Thursday, December 22, 2005

"Leaves" Chapter 1

It was the first very cold day of December. The leaves changed late that year and it had been dry and cold for weeks, but today the sky was overcast and promised rain in the early evening. It was very cold.

On the asphalt walkway by the sad little river, leaves had been falling for a few days and were ground under foot, beaten and powdered into colorful powders that looked like cured tobaccos under the cherry trees.

The rain started very softly and gradually so that Paul didn't bother to use his umbrella at first. He stopped and leaned against the railing over the high stone walls where they'd improved the river banks and he watched the widgeon ducks whistling and chirping and holding their heads under the water, foraging.

The maidenhair trees were pungent but still pretty. The bright gold leaves shaped like folding fans fell onto the water with the breeze and floated along gently with the current in a smooth and uniform procession. The ducklings swam among the passing leaves and the water was clear late in the season.

He closed his eyes and drew the moist air in through his nostrils. This was a strange country and although it was winter, the smells were most definately fall. The river and the fragrant leaf powders and the smell of stale butter. What was that? It must be the decaying ginkgo seeds, he thought.

"Well... it's not the winter solstice yet," he said to himself under his breath and opened his eyes, looking up and down the river, checking if anyone had seen him talking to himself.
Continued...
He backed away from the railing and went on downstream. When he came to the bridge, he crossed and continued walking toward the village. He wanted to do some shopping for supper.

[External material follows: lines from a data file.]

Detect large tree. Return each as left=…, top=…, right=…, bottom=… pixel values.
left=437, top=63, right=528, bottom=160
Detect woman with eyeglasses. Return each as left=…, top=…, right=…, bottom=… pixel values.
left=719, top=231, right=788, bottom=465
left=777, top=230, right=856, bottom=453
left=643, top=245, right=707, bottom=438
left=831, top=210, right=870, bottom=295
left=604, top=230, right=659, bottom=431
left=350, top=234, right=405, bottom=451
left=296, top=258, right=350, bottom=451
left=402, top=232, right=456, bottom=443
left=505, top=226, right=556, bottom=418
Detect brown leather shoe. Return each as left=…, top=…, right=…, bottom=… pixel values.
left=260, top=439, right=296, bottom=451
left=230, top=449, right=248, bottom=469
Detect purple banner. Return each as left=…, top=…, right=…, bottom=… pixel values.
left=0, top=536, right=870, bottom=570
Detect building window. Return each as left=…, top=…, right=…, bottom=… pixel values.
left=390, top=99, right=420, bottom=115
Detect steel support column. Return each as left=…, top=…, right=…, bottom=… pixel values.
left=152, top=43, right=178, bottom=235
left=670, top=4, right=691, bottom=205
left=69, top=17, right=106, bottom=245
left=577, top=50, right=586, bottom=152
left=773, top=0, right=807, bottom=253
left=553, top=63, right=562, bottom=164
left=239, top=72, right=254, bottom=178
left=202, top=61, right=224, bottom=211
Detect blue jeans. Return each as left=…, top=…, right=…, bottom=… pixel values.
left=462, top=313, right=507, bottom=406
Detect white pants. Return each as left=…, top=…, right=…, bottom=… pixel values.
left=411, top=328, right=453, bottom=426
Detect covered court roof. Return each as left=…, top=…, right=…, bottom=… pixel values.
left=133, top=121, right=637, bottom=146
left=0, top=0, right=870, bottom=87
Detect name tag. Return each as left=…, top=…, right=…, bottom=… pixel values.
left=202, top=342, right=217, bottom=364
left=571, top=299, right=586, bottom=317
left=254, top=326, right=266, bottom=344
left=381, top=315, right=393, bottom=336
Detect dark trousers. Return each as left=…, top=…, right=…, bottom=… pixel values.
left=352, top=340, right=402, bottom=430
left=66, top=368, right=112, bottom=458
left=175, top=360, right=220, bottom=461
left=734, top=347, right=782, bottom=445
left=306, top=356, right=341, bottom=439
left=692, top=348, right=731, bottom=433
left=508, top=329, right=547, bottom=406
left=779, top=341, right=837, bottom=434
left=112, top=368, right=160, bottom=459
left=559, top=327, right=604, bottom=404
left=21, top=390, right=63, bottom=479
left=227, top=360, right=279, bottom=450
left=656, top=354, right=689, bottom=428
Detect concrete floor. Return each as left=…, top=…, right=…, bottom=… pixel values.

Below the bridge there was a back eddy where the bright red and yellow cherry leaves had collected in a pool. It was deep there and very pretty, he thought.

Have you ever been flipping through the pages of a magazine when your mind catches a word that went by much too quickly for you to have read it and yet, you read it, and you have to go back through the pages one by one, slowly, searching carefully for the page where you saw it? A frustrating itch, closer to stubbornness than to curiosity, will not let you move on until you find where you saw it.

This is exactly what happened to Paul as he walked past the pool of leaves. He was trying to plan out his evening meal, and yet he knew he had seen something and it was no use trying to drop it. He stopped and turned around and began walking back up to the bridge with his eyes steady on the pool of bright red leaves as if it were a wild animal that might attack at any moment.